Le parquet de Paris a ouvert une enquête confiée au 3e district de police judiciaire. Il n’y a pas eu pour l’instant d’interpellation. Une telle intrusion dans un ministère est très rare. La dernière en date remonte à 1999 avec le saccage par des agriculteurs du bureau de Dominique Voynet au ministère de l’aménagement du territoire et de l’environnement.

« Débordements factieux »

L’intrusion a déclenché de vives réactions au sein de la majorité. « Honte aux pyromanes de la République », a tweeté le secrétaire d’Etat aux relations avec le Parlement, Marc Fesneau, dont les bureaux sont dans le même lieu que ceux de M. Griveaux. Le secrétaire d’Etat Laurent Nuñez a pour sa part évoqué sur le plateau de BFM-TV des « débordements de factieux extrêmement violents » émanant d’individus qui « cherchent à faire tomber la démocratie ».

Sans faire référence à cet incident en particulier, le président Emmanuel Macron a dénoncé une « extrême violence » venue « attaquer la République – ses gardiens, ses représentants, ses symboles ». « Justice sera faite », a-t-il encore promis.

C’est une réponse « à la violence du gouvernement », estime pour sa part l’Insoumis Juan Branco, ex-avocat de Jean-Luc Mélenchon, qui dit avoir été aux côtés des auteurs. Ces manifestants étaient des « gilets jaunes lambda » , affirme-t-il, qui ont « répondu en investissant le lieu censé porter leurs mots ».

Le leader de Debout la France, Nicolas Dupont-Aignan, a lui mollement condamné cette action. « Qui sème le vent, récolte la tempête. Benjamin Griveaux parlait d’aller plus loin dans le changement, d’être plus radicaux” : il a dû évacuer son ministère.
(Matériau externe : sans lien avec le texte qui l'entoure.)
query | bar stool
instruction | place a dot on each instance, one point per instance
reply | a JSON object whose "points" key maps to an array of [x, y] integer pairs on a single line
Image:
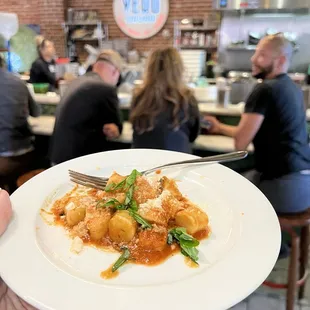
{"points": [[299, 251], [27, 176]]}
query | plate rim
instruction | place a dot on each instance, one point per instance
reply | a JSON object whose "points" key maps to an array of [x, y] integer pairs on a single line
{"points": [[259, 280]]}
Je condamne les violences, mais aussi la volonté de l’exécutif d’envenimer la situation », a-t-il affirmé.

Violence « inadmissible »

La porte-parole des Républicains, Lydia Guirous, tout en condamnant « fermement » des violences « inadmissibles », a cité Molière en déclarant que « le mépris est une pilule qu’on peut avaler mais qu’on ne peut mâcher ».

Selon le porte-parole du PS, Pierre Jouvet, « aucune contestation ne justifie de frapper des policiers à terre, d’attaquer un ministre, de casser, de brûler ». « Ces violences sont l’œuvre de voyous qui veulent faire dégénérer le mouvement et discréditer les revendications » des « gilets jaunes », a-t-il écrit sur Twitter.

Les « gilets jaunes », dont certains ne cachent pas leur souhait de renverser le pouvoir en place, ont à plusieurs reprises tenté de briser les cordons de police pour s’approcher de l’Elysée au cours des manifestations qu’ils mènent tous les samedis depuis la mi-novembre. L’un des leaders du mouvement, Eric Drouet, interrogé sur ce qu’il comptait faire si la manifestation arrivait devant l’Elysée, avait ainsi répondu : « On rentre dedans ».